Brian Casel is a web designer by trade who has built various products such as education resources, WordPress templates and a SaaS web design service. The latter, he sold recently for 6 figures. Brian is based in Connecticut with his wife and one year old daughter and plans to travel in the coming year, relishing in the prospect of working remotely.
What got you interested in the online businesses and SaaS in particular?
Like most entrepreneurs, I was attracted to the idea of building a SaaS because of the recurring revenue model. Also like most who are new to SaaS, I probably underestimated just how long and hard of a road it is to build this type of business! But it has been a rewarding learning experience to say the least.
What would you say are the top skills required to be a successful entrepreneur?
So many different things… So maybe the first one would be the ability to multitask!
But the key skills that come to mind are:
- Empathy for the customer and (really) knowing what matters to them.
- Being able to prioritize and being strategic about that.
- Willingness to delegate and spend your time wisely.
What inspired you to start a business in the hospitality space?
Good question. I never had much of a personal connection to the hospitality space (except for waiting tables when I was just out of college). The idea started as a hosted web design service. Then I decided it needs to be focused on a niche. Then I considered various niches and settled on restaurants since there are a lot of them, they all need websites, and they have fairly standard requirements (makes it easy to streamline the service).
What do you think led to the success of your business?
Early on it was the quality of our design templates and mobile functionality. That remained important, but what really differentiated us was our done-for-you customer support. I learned pretty early on that this customer-base really values having the work done for them, so we built that into the service and made it our unique value-add.
One of the key strengths of the business was its completely passive nature, how did you make the business passive over time?
Removing myself from the business and getting it to a point where it could run on “autopilot” was a goal from the start. So I focused a lot on writing detailed procedures, and refining those over time with the help of my talented team. We also used software—both our own and other software tools—to streamline much of the processes in the service.
Were there any challenges to the business and how did you overcome them?
Learning how to sell to restaurant owners, who are largely “offline” was a challenge, but we overcame that basically by focusing our efforts on those who are actively searching online. Usually those are the more tech savvy restaurateurs, or consultants who work with restaurants. Using content marketing, we established authority and that lead to inbound leads both indirectly and through referrals.
Had you ever sold a website or business before?
No, this was my first.
What process did you go through to find an online business broker?
I relied on personal referrals to introduce me to brokers.
Why did you choose to work with FE International to sell your business?
I was referred to FE International from two trusted entrepreneur friends. I had also heard Thomas speak on a few podcasts, so I was already somewhat familiar. My initial consultation with Thomas basically sealed the deal, because he educated me about the process and gave me a very thorough and accurate assessment of what selling this business would look like.
How did you find the selling process?
Overall I was very pleased with the outcome and the process, though there were some difficult phases, like the due diligence process. But that was understandable and expected. The initial Q&A and offers went very smoothly and I was surprised at how fast we reached an accepted offer.
Where do you think a website broker adds the most value to the sale process?
I think there are a few key areas where a broker adds value:
- Obviously, sourcing the buyer. If the broker has a solid buyer network, like FE International does, then this is a huge advantage.
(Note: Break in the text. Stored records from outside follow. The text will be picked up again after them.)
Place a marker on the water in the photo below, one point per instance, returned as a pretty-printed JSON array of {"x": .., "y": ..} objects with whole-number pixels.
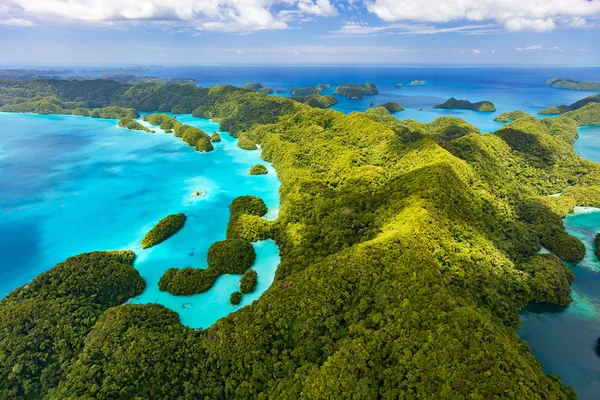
[
  {"x": 564, "y": 339},
  {"x": 75, "y": 184}
]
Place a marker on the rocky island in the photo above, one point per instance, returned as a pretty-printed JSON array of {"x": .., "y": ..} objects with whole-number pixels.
[
  {"x": 454, "y": 104},
  {"x": 356, "y": 92},
  {"x": 572, "y": 84}
]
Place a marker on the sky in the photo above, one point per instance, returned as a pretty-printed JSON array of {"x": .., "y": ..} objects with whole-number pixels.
[{"x": 465, "y": 32}]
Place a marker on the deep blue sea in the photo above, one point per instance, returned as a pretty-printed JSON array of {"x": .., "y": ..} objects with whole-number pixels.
[{"x": 72, "y": 184}]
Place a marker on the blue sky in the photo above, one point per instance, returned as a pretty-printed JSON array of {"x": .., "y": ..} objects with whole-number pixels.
[{"x": 105, "y": 32}]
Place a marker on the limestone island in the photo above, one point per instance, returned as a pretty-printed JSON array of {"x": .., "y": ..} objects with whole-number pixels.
[
  {"x": 353, "y": 91},
  {"x": 392, "y": 106},
  {"x": 129, "y": 123},
  {"x": 510, "y": 116},
  {"x": 215, "y": 137},
  {"x": 164, "y": 229},
  {"x": 453, "y": 104},
  {"x": 572, "y": 84},
  {"x": 259, "y": 169},
  {"x": 575, "y": 106}
]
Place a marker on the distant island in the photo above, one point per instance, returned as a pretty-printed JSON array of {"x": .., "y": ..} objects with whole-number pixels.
[
  {"x": 392, "y": 106},
  {"x": 510, "y": 116},
  {"x": 356, "y": 92},
  {"x": 454, "y": 104},
  {"x": 563, "y": 109},
  {"x": 572, "y": 84}
]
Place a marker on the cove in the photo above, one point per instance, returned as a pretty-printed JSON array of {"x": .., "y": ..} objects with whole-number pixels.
[
  {"x": 75, "y": 184},
  {"x": 564, "y": 339}
]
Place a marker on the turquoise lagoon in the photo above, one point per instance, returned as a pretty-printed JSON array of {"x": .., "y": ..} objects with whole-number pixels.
[{"x": 74, "y": 184}]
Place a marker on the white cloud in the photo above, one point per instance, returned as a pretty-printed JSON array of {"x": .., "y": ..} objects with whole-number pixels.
[
  {"x": 538, "y": 47},
  {"x": 215, "y": 15},
  {"x": 361, "y": 29},
  {"x": 16, "y": 22},
  {"x": 514, "y": 15}
]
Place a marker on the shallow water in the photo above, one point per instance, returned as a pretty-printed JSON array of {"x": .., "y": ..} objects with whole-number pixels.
[
  {"x": 564, "y": 339},
  {"x": 74, "y": 184}
]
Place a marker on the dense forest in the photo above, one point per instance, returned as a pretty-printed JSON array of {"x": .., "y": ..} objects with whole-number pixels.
[{"x": 407, "y": 250}]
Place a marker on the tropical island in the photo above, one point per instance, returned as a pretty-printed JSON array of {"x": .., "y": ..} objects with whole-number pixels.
[
  {"x": 164, "y": 229},
  {"x": 575, "y": 106},
  {"x": 453, "y": 104},
  {"x": 572, "y": 84},
  {"x": 356, "y": 92},
  {"x": 407, "y": 250}
]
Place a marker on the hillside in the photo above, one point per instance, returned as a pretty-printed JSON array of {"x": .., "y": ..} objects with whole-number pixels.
[{"x": 407, "y": 250}]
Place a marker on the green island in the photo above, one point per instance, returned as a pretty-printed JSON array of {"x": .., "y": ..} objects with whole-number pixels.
[
  {"x": 453, "y": 104},
  {"x": 235, "y": 298},
  {"x": 392, "y": 106},
  {"x": 407, "y": 251},
  {"x": 129, "y": 123},
  {"x": 230, "y": 256},
  {"x": 316, "y": 100},
  {"x": 248, "y": 281},
  {"x": 259, "y": 169},
  {"x": 215, "y": 137},
  {"x": 164, "y": 229},
  {"x": 572, "y": 84},
  {"x": 303, "y": 91},
  {"x": 191, "y": 135},
  {"x": 562, "y": 109},
  {"x": 356, "y": 92},
  {"x": 510, "y": 116}
]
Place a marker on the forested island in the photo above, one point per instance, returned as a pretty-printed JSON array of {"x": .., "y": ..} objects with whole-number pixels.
[
  {"x": 407, "y": 250},
  {"x": 572, "y": 84},
  {"x": 453, "y": 104},
  {"x": 356, "y": 92},
  {"x": 573, "y": 107}
]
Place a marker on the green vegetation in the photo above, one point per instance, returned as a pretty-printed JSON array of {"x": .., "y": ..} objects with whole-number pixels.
[
  {"x": 575, "y": 106},
  {"x": 304, "y": 91},
  {"x": 392, "y": 107},
  {"x": 407, "y": 250},
  {"x": 127, "y": 122},
  {"x": 316, "y": 100},
  {"x": 247, "y": 144},
  {"x": 453, "y": 104},
  {"x": 354, "y": 91},
  {"x": 248, "y": 281},
  {"x": 246, "y": 222},
  {"x": 258, "y": 169},
  {"x": 252, "y": 86},
  {"x": 44, "y": 324},
  {"x": 235, "y": 298},
  {"x": 191, "y": 135},
  {"x": 231, "y": 256},
  {"x": 572, "y": 84},
  {"x": 510, "y": 116},
  {"x": 164, "y": 229}
]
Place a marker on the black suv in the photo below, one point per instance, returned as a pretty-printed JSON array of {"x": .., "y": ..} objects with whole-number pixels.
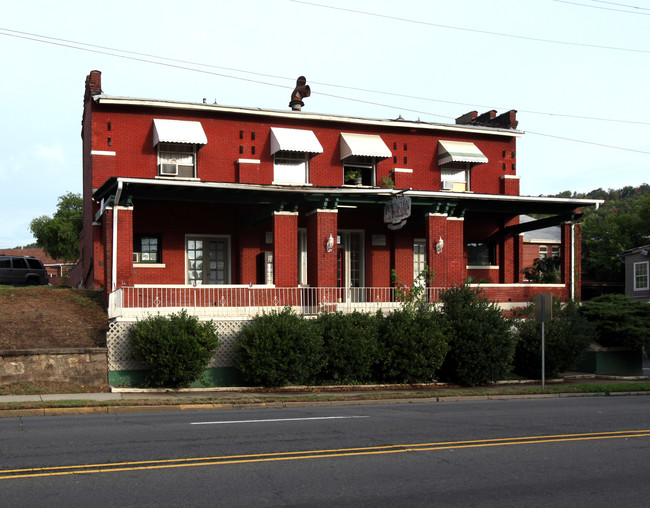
[{"x": 20, "y": 270}]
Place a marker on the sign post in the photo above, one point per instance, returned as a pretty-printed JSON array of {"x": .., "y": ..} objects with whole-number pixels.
[{"x": 543, "y": 313}]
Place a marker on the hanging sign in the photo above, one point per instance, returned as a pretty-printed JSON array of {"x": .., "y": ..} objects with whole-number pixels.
[{"x": 396, "y": 211}]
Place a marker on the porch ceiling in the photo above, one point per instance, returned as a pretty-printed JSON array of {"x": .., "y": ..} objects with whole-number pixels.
[{"x": 293, "y": 198}]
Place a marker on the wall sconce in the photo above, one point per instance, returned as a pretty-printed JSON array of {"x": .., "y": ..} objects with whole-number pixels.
[
  {"x": 330, "y": 243},
  {"x": 440, "y": 245}
]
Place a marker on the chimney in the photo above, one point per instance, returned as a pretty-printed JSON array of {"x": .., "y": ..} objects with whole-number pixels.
[
  {"x": 301, "y": 91},
  {"x": 93, "y": 84}
]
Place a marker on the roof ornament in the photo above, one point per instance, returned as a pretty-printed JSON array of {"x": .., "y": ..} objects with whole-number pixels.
[{"x": 301, "y": 91}]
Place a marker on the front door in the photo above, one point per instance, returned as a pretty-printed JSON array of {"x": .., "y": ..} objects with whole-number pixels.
[
  {"x": 207, "y": 261},
  {"x": 350, "y": 272}
]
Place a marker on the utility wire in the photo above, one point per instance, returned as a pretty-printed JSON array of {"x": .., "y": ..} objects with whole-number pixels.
[
  {"x": 472, "y": 30},
  {"x": 68, "y": 44},
  {"x": 603, "y": 8},
  {"x": 34, "y": 37}
]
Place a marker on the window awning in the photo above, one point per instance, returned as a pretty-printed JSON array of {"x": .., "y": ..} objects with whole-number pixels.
[
  {"x": 178, "y": 131},
  {"x": 365, "y": 145},
  {"x": 458, "y": 151},
  {"x": 294, "y": 140}
]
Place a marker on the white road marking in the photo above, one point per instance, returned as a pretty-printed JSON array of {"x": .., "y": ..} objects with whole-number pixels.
[{"x": 280, "y": 420}]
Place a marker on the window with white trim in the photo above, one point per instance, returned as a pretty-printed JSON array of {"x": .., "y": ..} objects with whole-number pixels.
[
  {"x": 177, "y": 160},
  {"x": 641, "y": 276},
  {"x": 543, "y": 252},
  {"x": 360, "y": 170}
]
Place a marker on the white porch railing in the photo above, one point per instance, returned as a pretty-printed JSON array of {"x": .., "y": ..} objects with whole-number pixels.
[{"x": 248, "y": 301}]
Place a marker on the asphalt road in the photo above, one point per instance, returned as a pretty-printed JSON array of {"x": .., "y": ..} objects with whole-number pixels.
[{"x": 590, "y": 451}]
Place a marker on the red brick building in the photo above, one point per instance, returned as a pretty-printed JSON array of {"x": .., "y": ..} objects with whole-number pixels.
[{"x": 203, "y": 205}]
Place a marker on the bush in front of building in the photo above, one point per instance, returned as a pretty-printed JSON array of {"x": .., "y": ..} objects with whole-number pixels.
[
  {"x": 176, "y": 350},
  {"x": 620, "y": 321},
  {"x": 280, "y": 348},
  {"x": 412, "y": 346},
  {"x": 481, "y": 342},
  {"x": 350, "y": 344},
  {"x": 566, "y": 336}
]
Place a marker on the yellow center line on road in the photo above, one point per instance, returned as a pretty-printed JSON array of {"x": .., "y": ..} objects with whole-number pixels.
[{"x": 309, "y": 454}]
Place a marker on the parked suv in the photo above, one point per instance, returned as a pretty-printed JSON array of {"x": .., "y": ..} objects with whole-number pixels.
[{"x": 20, "y": 270}]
- Being the intermediary during sticky negotiations. I heard some brokers are very hands off in this regard, but I appreciated how closely involved FE International were in my deal.
- Educating both parties and setting expectations throughout the process.
What advice would you give to someone wanting to sell their online business?
If you’re new at this, like I was, it never hurts to ask a lot of questions. A good broker will answer all of them and then some. As for the business itself, do as much as you can to prepare it to be sellable. Focus on systems, processes, and do as much as you can to remove yourself from the day-to-day so that a new owner can easily take over.
Also hire a bookkeeper early.
Finally, what is next for you?
I’m 3 months into building my new business, Audience Ops, a content marketing service for B2B software companies. It’s exciting because I’m able to move much faster this time around, using the lessons I learned while building my first business. I’m also continuing to blog and teach about entrepreneurship on my site, casjam.com.